ゲームセンターを出ると、空は夕暮れでオレンジ色に染まっていた。



「ゲームセンターで遊びすぎちゃったね。もう夕方だよ」



フランはそう、何処か寂しそうな顔で言った。



「そうだな。まぁでも、また明日遊びに来ればいいだろ?」


「いいの?」



フランは目を輝かせてそう尋ねてくる。



「あぁ、もちろん」


「わーい!ありがとう魔理沙」


「ほら、だから今日はもう帰ろうぜ?」


「うん!ねぇねぇ魔理沙、明日は何しよっか?」


「うーん、そうだな、家でゲームでもするか?」


「うんうん!するする!したい!」



私達は、そんな会話をしながら帰路に着いた。


あぁ、こんな幸せで、楽しい時間がずっと続けばいいと、そう思いながら…。



—————―――――――——————



「今日の夕日は綺麗ね。貴方もそう思わない?魔理沙」



私は病院のベッドで眠り続ける魔理沙に語り掛ける。


当然、返事は返ってこない。


前までは毎日のように聞いていた。


鬱陶しいと思ったこともあった声。


それを私は、もう一週間も聞いていない。


寂しい…。


魔理沙がこの状態になってから気が付いた。


魔理沙は、私の大切な人だったということを。



「今更気が付いて、何になるのかしらね」



私はそんな事を呟く。


魔理沙がこの状態になった原因は、彼女の幼馴染、フランの死。


フランと魔理沙が遊びに行ったその日の帰り途中、魔理沙とフランは事故にあった。


魔理沙はなんとか軽傷で済んだが、フランの方は大怪我をし、病院に運ばれた頃にはもう、息を引き取っていた。

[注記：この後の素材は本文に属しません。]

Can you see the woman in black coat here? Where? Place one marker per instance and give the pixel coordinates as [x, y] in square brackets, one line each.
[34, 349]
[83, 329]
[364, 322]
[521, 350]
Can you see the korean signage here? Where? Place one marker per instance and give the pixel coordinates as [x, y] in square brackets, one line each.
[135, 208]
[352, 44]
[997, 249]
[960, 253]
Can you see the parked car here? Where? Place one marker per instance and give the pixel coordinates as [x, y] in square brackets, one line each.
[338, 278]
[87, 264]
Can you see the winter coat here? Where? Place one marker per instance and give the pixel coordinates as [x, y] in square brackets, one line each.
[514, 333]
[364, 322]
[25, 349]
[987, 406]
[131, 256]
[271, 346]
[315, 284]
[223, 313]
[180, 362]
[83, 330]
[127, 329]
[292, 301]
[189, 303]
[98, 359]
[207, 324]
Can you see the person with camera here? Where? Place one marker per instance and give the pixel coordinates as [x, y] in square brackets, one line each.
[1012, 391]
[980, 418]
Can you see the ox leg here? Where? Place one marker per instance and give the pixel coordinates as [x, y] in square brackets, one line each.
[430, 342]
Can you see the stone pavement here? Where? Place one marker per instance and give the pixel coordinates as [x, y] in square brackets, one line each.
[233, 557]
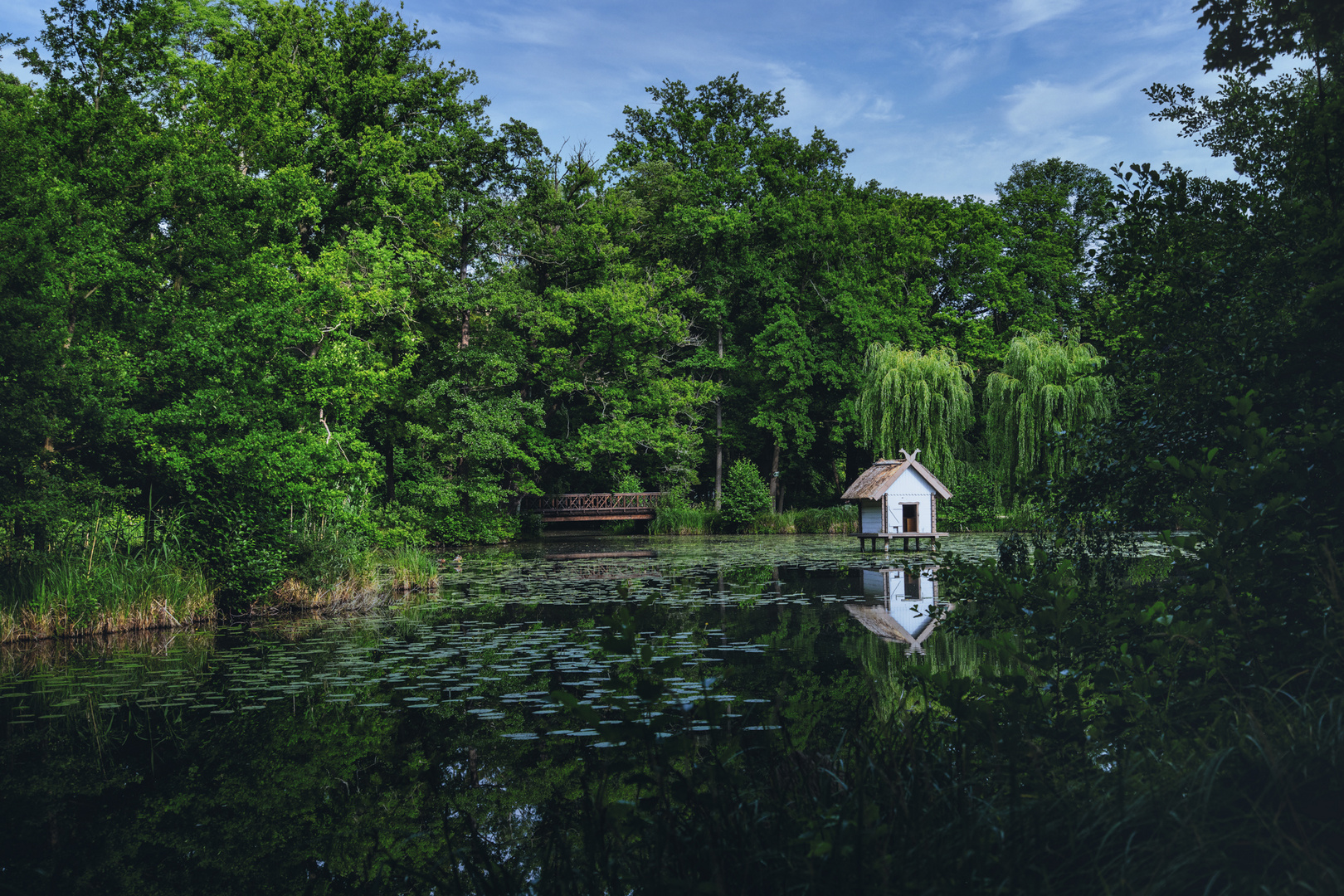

軽傷だった魔理沙はすぐに目を覚ましたが、フランが死んだことを知り、気を失ってしまった。


それから、一週間たった今でも、魔理沙は目を覚まさない。


それだけ、魔理沙にとって彼女の存在は大きかったのだろう。



「今日は、やけに楽しそうな顔をしてるわね。幸せな夢でも見てるのかしら?きっと、アンタは夢の中でフランと遊んでるのよね。アンタはあの子と遊ぶとき、いつもそうだったもの」




「そこに、私はいるのかしら?ねぇ、魔理沙…」



私は、そう言ってから立ち上がる。



「また来るわ…。今度来た時には、目が覚めていてくれると、助かるんだけどね」



そう言って私は、静かに病室を出て行った。


『次来た時には、魔理沙が目を覚ましていてくれますように』と、そう願いながら…。